Nachbau: Ferrari-Transporter von Bartoletti

Vom Modell zum Original

Im Jahr 1957 gab Ferrari beim renommierten italienischen Karosseriebauer Bartoletti drei identische Spezialfahrzeuge in Auftrag. Mit den in Ferrari-Rot lackierten, spektakulären Transportern konnten jeweils drei Rennwagen zu den Rennstrecken Europas transportiert werden. In den folgenden Jahrzehnten gerieten die Rennwagen-Transporter fast in Vergessenheit, doch dann nahmen sich verschiedene Hersteller von Automodellen dieses Themas an. Von den Modellen inspiriert, wurden in den USA einige Kopien in Originalgröße gebaut und auch in den Niederlanden entstand in jahrelanger Detailarbeit eine originalgetreue Replik, die Niels Jansen in diesem Beitrag vorstellt.

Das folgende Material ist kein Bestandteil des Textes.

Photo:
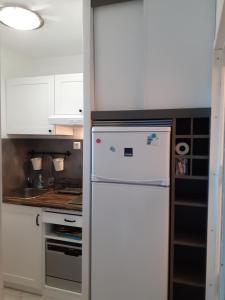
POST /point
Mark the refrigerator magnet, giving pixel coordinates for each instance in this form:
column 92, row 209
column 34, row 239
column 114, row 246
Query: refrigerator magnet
column 153, row 139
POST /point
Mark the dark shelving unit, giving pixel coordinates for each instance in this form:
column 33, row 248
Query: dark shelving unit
column 189, row 207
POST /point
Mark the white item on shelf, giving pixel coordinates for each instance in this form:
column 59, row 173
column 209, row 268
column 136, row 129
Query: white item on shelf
column 36, row 163
column 182, row 148
column 58, row 164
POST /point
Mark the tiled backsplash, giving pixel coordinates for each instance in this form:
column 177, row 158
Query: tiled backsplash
column 17, row 166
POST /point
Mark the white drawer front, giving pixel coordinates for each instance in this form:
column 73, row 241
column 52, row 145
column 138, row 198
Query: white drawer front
column 62, row 219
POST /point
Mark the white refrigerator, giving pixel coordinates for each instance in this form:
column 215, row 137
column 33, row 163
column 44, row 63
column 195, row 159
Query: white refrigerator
column 130, row 213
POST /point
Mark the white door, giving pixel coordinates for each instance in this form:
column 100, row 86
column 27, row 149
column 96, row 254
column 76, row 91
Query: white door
column 22, row 247
column 69, row 94
column 131, row 154
column 130, row 237
column 29, row 103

Diese Geschichte nahm 2016 ihren Anfang, als Hans Hendericks und seine Frau Anita während eines Italienurlaubs auf die Idee kamen, zuhause in den Niederlanden eine ganz besondere Autovermietung ins Leben zu rufen. Spezialisiert auf klassische und moderne Cabrios wurde 2017 die Firma Cabriorent Events gegründet und schon bald waren überall in den Niederlanden farbenfrohe Oldtimer-Cabrios und spektakuläre Sportwagen der neuen Firma unterwegs. Doch eines fehlte anfangs noch: ein geeignetes, stylisches Transportmittel, mit dem sich die wertvollen Mietwagen von hier nach dort bringen ließen und das sich gleichzeitig für Werbezwecke nutzen ließ.

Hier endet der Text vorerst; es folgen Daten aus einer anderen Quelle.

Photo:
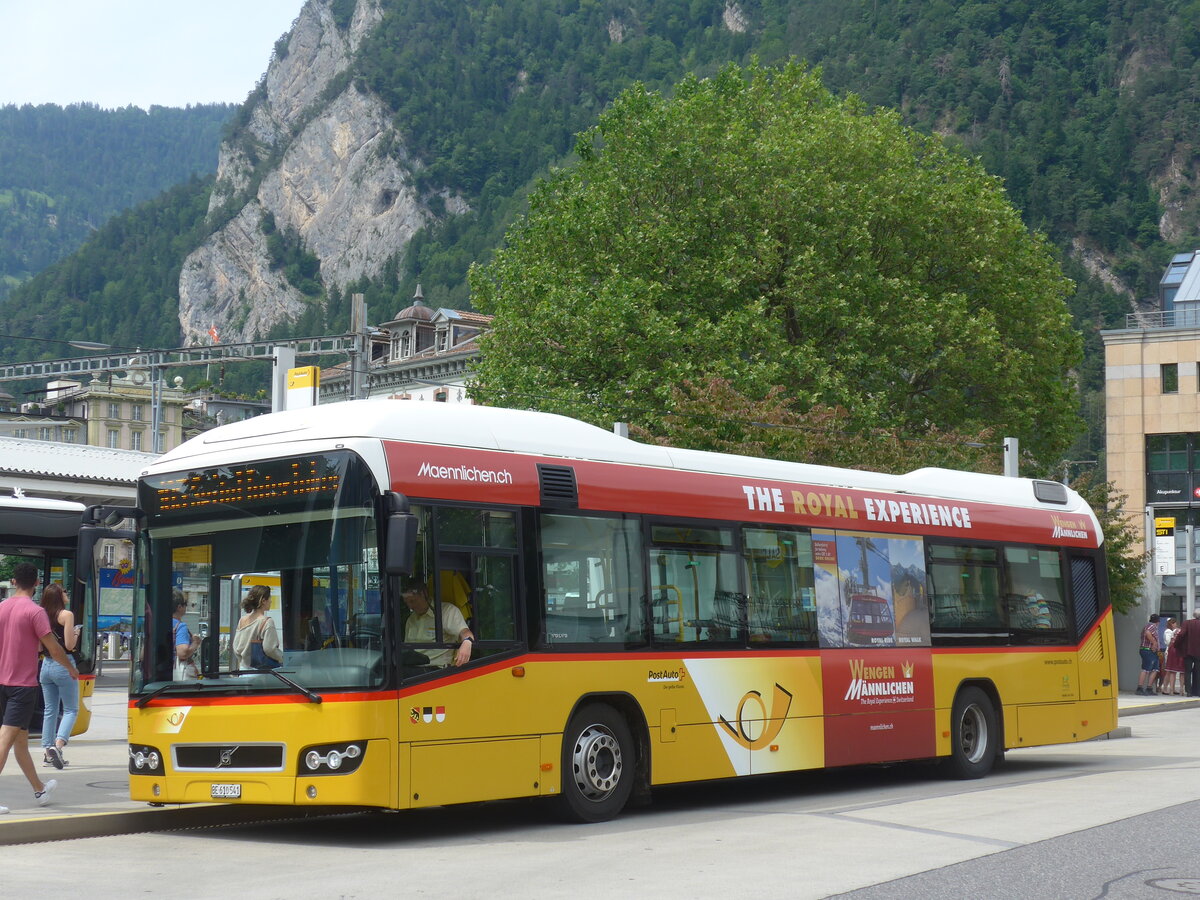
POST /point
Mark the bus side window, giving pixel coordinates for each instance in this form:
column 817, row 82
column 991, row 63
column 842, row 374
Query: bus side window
column 1037, row 611
column 591, row 580
column 694, row 588
column 781, row 605
column 965, row 589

Vom Bartoletti-Rennwagen-Transporter gibt es Modelle verschiedener Hersteller und Maßstäbe. Ein Superlativ unter ihnen sind die Modelle des deutschen Herstellers CMC Modelcars im Maßstab 1:18. Varianten als Ferrari- und als Maserati-Transporter sind erhältlich sowie eine silberne Version ohne spezifische Markenzugehörigkeit namens „Clear Finish“. Die mit schier unglaublicher Detailgenauigkeit gefertigten Modelle verfügen über zahllose bewegliche Teile und täuschend echt gestaltete Oberflächen, auch im Innenraum. Dermaßen fein gearbeitete Miniaturen haben natürlich ihren Preis. Pro Stück kosten die Modelle 1.196 Euro ($ 1268.00). Mehr Informationen und viele Detailfotos gibt es unter diesem Link beim Hersteller.

Ausgehend von einem Modell des Rennwagen-Transporters auf Basis des Fiat 624 RN 2, der in den 1950ern von Bartoletti karossiert wurde, entstand der ambitionierte Plan, ein solches Auto im Maßstab 1:1 zu bauen. Als Grundlage wurde in Italien ein alter Fiat-Feuerwehrwagen vom Typ 642 RN 2 gekauft. Hans erklärt: „Nach einiger Recherche habe ich ihn in Cuneo gefunden. Das Fahrzeug war noch fahrbereit, aber nicht einfach zu handhaben. Es hatte zwei Schalthebel und man musste beim Schalten doppelt kuppeln. Außerdem fuhr es nicht schneller als 50 bis 60 Stundenkilometer – etwas zu langsam für einen Lkw, aber das war auf den kurvigen Bergstraßen Italiens offenbar kein Problem“. In den Niederlanden angekommen, begann sofort die Demontage des Fahrzeugs. Hans arbeitete dabei mit Sraar Roebbers Autoschade in Venlo zusammen. Schon bald war jedoch klar, dass es eine immense Herausforderung sein würde, das Fahrzeug in einen originalgetreuen Autotransporter zu verwandeln. Über Lintrailers in Venlo wurde der Lkw-Restaurator Theo Klaassen in Echteld um Unterstützung gebeten. Mit dem maßstabsgetreuen Modell unterm Arm fragte Hans: „Das möchte ich im Maßstab 1:1 bauen. Können Sie das machen?” Tatsächlich willigte Theo ein.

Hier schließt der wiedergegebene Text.